The French foreign ministry announced on Sunday in Paris that the body of a French hostage, who was announced killed by his al-Qaeda captors back in March of this year, has “very likely” been found in Mali. The announcement was followed by French leaders vowing that “we will determine the cause of death and nothing will go unpunished.” While in Mauritania, a Canadian has been released after being charged with having links to al-Qaeda militants in Mali.
Tests are currently being done in order to confirm if the body, which was found in early July, is in fact that of Philippe Verdon, who was kidnapped by militants belonging to al-Qaeda in the Islamic Maghreb (AQIM) from a hotel while on a business trip in northeastern Mali in November 2011. Foreign ministry spokesman Philippe Lallot indicated on Sunday that “there is a very strong possibility that a body recently found in northern Mali is unfortunately that” of Mr. Verdon. Earlier on Sunday, French President Francois Hollande also noted in an interview that Mr. Verdon had appeared to have been killed, stating that “we have the worst of news on Philippe Verdon…everything indicates that he died weeks ago.” According to reports, the body was found ten days ago in northern Mali.
In March of this year, AQIM announced that it had killed 53-year-old Verdon, however French authorities had not officially confirmed his death at the time. With the announcement of a possible confirmation of the death of Philippe Verdon, it is necessary to note that AQIM is still holding eight Europeans hostage, including five French nationals. Theirry Dol, Daniel Larribe, Pierre Legrand and Marc Feret, who were mostly working for French public nuclear giant Areva and its subcontractor Satom, were kidnapped in Niger by al-Qaeda-linked militants on 16 September 2010. Francoise Larribe, wife of Daniel Larribe, was also captured, however she was released in 2011. The fifth French hostage, Serge Lazarevic, was kidnapped along with Mr. Verdon on the night of 24 November 2011 while they were staying at their hotel in Hombori. In late June of this year, AQIM indicated that the eight Europeans were still alive and that they would soon release a new video depicting the five Frenchmen. However no video has yet been released and their current whereabouts remain unknown.

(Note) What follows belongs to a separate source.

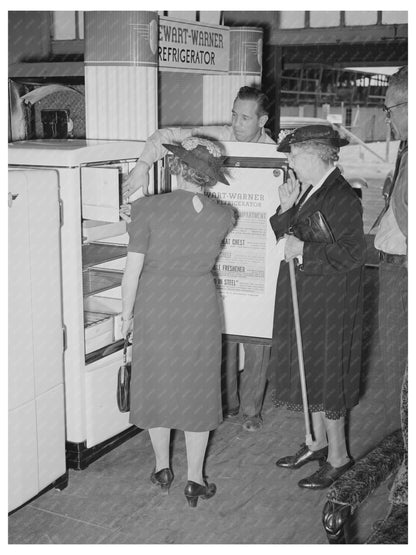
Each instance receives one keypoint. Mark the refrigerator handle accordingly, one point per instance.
(64, 337)
(61, 213)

The families of the two men have insisted that they were no mercenaries or secret service agents however AQIM has firmly indicated that they were killed because of their role as spies for the French government. In response to the possible death of Mr. Verdon and the other hostages who remain in captivity, President Hollande indicated on Sunday that France was “doing everything” to bring the hostages back.
Meanwhile in Mauritania, a court on Sunday freed a Canadian who was jailed for attempting to join an al-Qaeda training camp in neighbouring Mali.
Aaron Yoon was serving two years in Nouakchott after he was convicted in July of last year, however his sentence was later reduced in an appeal brought by the prosecution who were asking for the term to be extended to ten years. According to a source, “the Canadian Aaron Yoon was sentenced by an appeals court on Sunday to a year and a half in prison but he was already spent his time in jail and must therefore leave the penitentiary immediately.”
According to the indictment against him, Mr. Yoon was originally arrested in December 2011 when he attempted to visit the camps of AQIM in Mali. He however has denied any links to terrorism, stating that he had come to mauritania from Morocco in order to study the Koran and to learn Arabic. However authorities in Mauritania have maintained that he had “strong links with AQIM terrorists and his plan to join the movement is indisputable.” A judicial source further noted that “we cannot say how and when but he must leave the prison and will probably be removed from the country.” There is currently no information as to whether Mr. Yoon will return to Canada.